I am trying to write a bash script that does some stuff, then starts a job array using sbatch
, and when all jobs in the array have finished successfully, starts another job using sbatch
. To have everything in one file, I use HereDocs for the SLURM scripts.
Submitting the job array works fine and the job ID I get when submitting the job array with the flag --parsable
is correct. When trying to submit the last job, which depends on the successful completion of all jobs in the array, I get the error
sbatch: error: Batch job submission failed: Job dependency problem
An uncluttered version of my bash script:
#!/bin/bash
# do some stuff to get the directory into which the python script
# running in the array jobs should write its results.

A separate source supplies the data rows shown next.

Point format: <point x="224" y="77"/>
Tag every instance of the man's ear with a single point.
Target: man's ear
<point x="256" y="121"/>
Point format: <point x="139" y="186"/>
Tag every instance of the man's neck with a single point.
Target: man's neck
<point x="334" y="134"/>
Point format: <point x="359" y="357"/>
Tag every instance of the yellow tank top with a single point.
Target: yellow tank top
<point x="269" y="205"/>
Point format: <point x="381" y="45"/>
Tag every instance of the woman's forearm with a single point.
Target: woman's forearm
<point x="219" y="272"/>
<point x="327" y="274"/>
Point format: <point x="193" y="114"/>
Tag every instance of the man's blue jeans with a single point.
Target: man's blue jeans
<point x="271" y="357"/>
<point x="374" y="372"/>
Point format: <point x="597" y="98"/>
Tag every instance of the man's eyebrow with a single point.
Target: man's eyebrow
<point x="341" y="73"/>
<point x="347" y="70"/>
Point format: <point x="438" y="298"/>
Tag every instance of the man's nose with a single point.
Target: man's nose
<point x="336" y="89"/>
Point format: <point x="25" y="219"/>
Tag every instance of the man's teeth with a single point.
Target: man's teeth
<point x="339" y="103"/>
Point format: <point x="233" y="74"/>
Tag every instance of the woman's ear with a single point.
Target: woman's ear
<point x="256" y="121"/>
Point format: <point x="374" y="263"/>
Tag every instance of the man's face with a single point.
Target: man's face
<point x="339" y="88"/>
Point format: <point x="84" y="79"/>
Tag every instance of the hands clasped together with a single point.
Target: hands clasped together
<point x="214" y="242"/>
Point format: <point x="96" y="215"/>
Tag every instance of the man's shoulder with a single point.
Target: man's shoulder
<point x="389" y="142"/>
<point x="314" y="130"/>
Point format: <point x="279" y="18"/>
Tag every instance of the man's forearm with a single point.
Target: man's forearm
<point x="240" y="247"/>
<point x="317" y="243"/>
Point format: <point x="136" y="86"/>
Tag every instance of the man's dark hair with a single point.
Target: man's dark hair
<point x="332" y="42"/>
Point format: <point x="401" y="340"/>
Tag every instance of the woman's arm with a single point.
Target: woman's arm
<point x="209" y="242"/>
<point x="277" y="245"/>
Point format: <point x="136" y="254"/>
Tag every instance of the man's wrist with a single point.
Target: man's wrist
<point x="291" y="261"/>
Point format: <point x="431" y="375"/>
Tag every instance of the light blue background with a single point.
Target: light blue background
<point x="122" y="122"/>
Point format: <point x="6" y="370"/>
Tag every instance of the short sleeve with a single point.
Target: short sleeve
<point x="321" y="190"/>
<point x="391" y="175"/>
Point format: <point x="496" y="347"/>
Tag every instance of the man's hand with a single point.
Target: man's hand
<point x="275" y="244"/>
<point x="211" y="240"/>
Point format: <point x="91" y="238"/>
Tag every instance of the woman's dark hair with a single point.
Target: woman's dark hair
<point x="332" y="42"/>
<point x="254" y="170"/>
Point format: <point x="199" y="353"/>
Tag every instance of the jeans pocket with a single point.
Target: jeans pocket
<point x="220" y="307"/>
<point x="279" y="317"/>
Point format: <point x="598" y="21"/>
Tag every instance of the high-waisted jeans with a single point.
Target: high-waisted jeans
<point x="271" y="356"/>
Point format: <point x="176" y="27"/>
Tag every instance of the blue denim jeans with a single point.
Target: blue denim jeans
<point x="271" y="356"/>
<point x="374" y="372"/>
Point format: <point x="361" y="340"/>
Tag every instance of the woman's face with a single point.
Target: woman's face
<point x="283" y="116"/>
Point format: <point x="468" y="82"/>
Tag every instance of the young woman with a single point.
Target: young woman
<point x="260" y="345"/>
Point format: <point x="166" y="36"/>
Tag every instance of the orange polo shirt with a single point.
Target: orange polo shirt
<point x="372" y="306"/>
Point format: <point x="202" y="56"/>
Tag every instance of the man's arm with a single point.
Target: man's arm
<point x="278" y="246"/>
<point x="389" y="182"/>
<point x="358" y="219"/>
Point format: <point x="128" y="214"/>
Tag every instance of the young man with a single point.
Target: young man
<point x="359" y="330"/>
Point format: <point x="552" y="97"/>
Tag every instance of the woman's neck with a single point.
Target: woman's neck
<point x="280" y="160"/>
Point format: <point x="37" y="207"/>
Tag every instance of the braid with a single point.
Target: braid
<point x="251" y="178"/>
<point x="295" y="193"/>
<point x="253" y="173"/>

# every job in the array will make its own subdirectory
resdir="the/result/dir/"
# run a python script in a job array
# this part is working fine
jid= sbatch --parsable << EOF
#!/bin/bash
# ...
# configure the SBATCH stuff
# ...
#SBATCH --array=0-9
#
# do the conda stuff
#
# run the test
python main.py --chunk \$SLURM_ARRAY_TASK_ID --resdir $resdir
EOF
echo $jid #this echoes the correct job ID
# process results after the job array is done
# this part gives the error
# sbatch: error: Batch job submission failed: Job dependency problem
sbatch --dependency=afterok:$jid << EOF
#!/bin/bash
#
# configure the SBATCH stuff
#
# do the conda stuff
#
python process_results.py --dir $resdir
EOF
The problem was a missing $(
and )
. Replacing the jid= sbatch...
part with
jid=$(sbatch --parsable << EOF
#!/bin/bash
# ...
# configure the SBATCH stuff
# ...
#SBATCH --array=0-9
#
# do the conda stuff
#
# run the test
python main.py --chunk \$SLURM_ARRAY_TASK_ID --resdir $resdir
EOF
)
does the trick.